Of course, the application of billing zip will not be limited to studies of single zip codes, which are exceedingly rare in survey research. But when is billing zip a useful tool? Coverage issues aside, research exclusively using billing zip should probably be limited to studies whose target geographies are smaller than a rate center and have significant budgetary constraints, given the relatively low coverage afforded by the sample. That said, billing zip provides a tremendous opportunity to oversample very small geographic areas, again, those smaller than the rate centers in which they are embedded, or in studies that use rate center, area code, or some other larger geography as their primary method of sample selection and billing zip for oversampling. For example, many state health surveys are interested in understanding specific at-risk populations for certain health disparities. A statewide study could utilize billing zip to oversample, for example, Native Americans on reservations or zip codes where persons earning under 100 percent of the federal poverty level are most concentrated. With proper weighting techniques, researchers can eliminate the bias of such oversampling, and depending on the aggressiveness of the probability of selection of this sample, do so without an undue increase in variance.
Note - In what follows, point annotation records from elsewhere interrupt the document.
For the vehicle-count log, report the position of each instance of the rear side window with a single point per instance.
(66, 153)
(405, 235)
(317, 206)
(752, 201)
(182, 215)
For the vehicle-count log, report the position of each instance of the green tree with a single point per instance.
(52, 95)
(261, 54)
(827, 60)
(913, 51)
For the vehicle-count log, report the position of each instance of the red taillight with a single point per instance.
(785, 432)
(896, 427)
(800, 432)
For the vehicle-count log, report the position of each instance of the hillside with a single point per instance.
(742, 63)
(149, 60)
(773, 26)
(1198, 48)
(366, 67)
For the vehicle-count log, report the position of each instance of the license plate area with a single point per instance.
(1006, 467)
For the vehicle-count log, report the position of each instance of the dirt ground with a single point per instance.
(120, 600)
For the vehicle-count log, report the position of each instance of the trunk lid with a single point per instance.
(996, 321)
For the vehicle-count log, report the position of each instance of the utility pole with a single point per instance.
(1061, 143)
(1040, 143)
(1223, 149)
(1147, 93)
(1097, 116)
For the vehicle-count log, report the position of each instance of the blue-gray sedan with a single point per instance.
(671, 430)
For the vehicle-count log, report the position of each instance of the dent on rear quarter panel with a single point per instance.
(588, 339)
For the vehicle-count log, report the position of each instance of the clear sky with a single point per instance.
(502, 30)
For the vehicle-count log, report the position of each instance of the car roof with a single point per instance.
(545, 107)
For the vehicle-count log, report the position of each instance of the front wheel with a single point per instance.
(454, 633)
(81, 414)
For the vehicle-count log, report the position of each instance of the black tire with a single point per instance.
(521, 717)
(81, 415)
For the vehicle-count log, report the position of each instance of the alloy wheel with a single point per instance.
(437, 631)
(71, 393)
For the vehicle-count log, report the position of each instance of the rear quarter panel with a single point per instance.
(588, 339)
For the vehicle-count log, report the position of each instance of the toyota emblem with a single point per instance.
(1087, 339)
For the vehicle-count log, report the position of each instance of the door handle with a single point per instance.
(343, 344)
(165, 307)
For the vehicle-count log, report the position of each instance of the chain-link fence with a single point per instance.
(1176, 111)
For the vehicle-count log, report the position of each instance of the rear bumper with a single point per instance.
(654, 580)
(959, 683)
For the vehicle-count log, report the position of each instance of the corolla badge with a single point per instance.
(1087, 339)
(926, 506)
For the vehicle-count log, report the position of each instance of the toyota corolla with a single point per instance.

Billing zip flags look to be a highly enticing tool for researchers looking to save costs in highly localized studies, but given the relatively low coverage of persons whose contain a billing zip flag and in fact live in their billing zip code, one must utilize such sample with caution and take steps to specifically adjust for the use of such sample, lest they attain estimates that are biased when compared to the overall target population.